Still on Top
James Tissot·1873
Historical Context
Still on Top of 1873, in the Auckland Art Gallery, is one of Tissot's Thames series paintings from his London period, depicting a woman — likely the same model used repeatedly in this series — in a river setting. The title carries a note of social competition and triumph that is typical of Tissot's awareness of the competitive dimension of fashionable life. After fleeing Paris in 1871, Tissot settled in St John's Wood and became the most fashionable painter of London high society, celebrated for his precisely observed depictions of elegant women in outdoor settings.
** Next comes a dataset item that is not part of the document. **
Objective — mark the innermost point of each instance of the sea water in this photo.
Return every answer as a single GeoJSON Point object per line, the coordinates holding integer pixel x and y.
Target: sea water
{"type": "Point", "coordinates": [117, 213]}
His model and companion Kathleen Newton, who would later dominate many of his most intimate works, may or may not appear here — the dating suggests an earlier phase. Auckland's collection reflects the broad reach of Victorian British painting into the Anglophone world.
Technical Analysis
Oil on canvas, the painting uses the characteristic Thames setting of water, sky, and fashionable figures that Tissot developed into a consistent series. His handling of light on water and the reflective surfaces of a river scene is technically accomplished, and the woman's costume is rendered with the precise attention to fabric and fashion that made his work so popular.
Look Closer
- ◆The figure's confident bearing and positioning justify the title — she is at ease and authoritative in the social space she occupies.
- ◆The Thames setting blends natural landscape with the signifiers of fashionable leisure — boats, promenade dress, river scenery.
- ◆Tissot renders the sitter's dress and accessories with the precision of a fashion illustrator operating at the level of fine art.
- ◆Water reflections in the background add a shimmering quality to the scene that photographs of the period could not capture.